Soft market conditions were offset by a full year of sales from SatCon Electronics, which Spectrum purchased in September 2008. SatCon’s sales increased from $9.4 million to $11.7 million year over year.
Profit was also boosted by increased shipments of military and defense products, specifically radio controlled improvised explosive devices, which Spectrum makes some parts for.
Greg Davis, a manager at the Marlborough location, said there are about 55 workers there. The building at the technology park is still an empty shell, but he said he’s working with contractors to retrofit the space and he hopes to move in to the new space by the summer.
For the parent company, Spectrum Controls, net sales for the year increased slightly from $130.6 million in 2008 to $132.3 million last year.
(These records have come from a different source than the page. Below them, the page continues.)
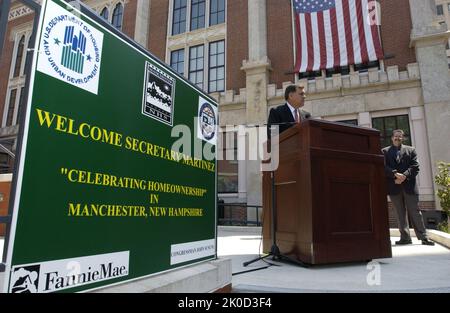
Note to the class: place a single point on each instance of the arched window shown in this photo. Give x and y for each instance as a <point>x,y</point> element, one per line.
<point>19,56</point>
<point>117,16</point>
<point>105,13</point>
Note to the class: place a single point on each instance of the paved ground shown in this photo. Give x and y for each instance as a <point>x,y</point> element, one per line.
<point>413,268</point>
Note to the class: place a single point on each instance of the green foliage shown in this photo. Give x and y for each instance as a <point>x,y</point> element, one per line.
<point>442,179</point>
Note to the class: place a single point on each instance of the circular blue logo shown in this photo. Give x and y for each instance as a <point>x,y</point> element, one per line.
<point>207,121</point>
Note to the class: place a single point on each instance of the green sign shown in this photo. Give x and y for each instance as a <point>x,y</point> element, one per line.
<point>117,175</point>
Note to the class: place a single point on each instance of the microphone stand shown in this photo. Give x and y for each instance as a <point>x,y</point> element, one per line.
<point>274,250</point>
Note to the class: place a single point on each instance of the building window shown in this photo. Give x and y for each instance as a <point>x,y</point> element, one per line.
<point>310,75</point>
<point>216,66</point>
<point>388,124</point>
<point>197,14</point>
<point>117,16</point>
<point>11,107</point>
<point>177,61</point>
<point>105,13</point>
<point>227,165</point>
<point>217,12</point>
<point>19,110</point>
<point>196,61</point>
<point>344,70</point>
<point>349,122</point>
<point>179,17</point>
<point>364,67</point>
<point>19,56</point>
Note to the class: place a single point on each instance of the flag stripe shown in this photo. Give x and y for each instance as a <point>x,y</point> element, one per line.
<point>310,63</point>
<point>322,40</point>
<point>299,47</point>
<point>362,35</point>
<point>316,41</point>
<point>304,43</point>
<point>328,40</point>
<point>348,32</point>
<point>367,31</point>
<point>333,33</point>
<point>341,34</point>
<point>335,37</point>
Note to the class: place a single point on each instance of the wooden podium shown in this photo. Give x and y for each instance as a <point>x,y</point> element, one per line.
<point>330,189</point>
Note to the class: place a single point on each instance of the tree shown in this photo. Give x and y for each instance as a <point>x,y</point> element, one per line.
<point>442,179</point>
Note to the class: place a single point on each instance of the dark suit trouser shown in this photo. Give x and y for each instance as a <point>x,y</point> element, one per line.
<point>403,203</point>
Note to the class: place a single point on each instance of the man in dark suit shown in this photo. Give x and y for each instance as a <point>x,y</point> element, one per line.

That’s down from the company’s 2007 sales high of $136.5 million.
Profits were also down slightly from 2008 to 2009, from $8.85 million in 2008 to $8.56 million last year. That also is down from the company’s profit from 2007 of $11.1 million, but is up from a $4.6 million profit in 2005.
Spectrum Control owns 10 separate subsidiaries, with Spectrum Microwave being one of them. The company’s other subsidiaries specialize in advanced specialty products, which are custom made technology products and sensors and controls.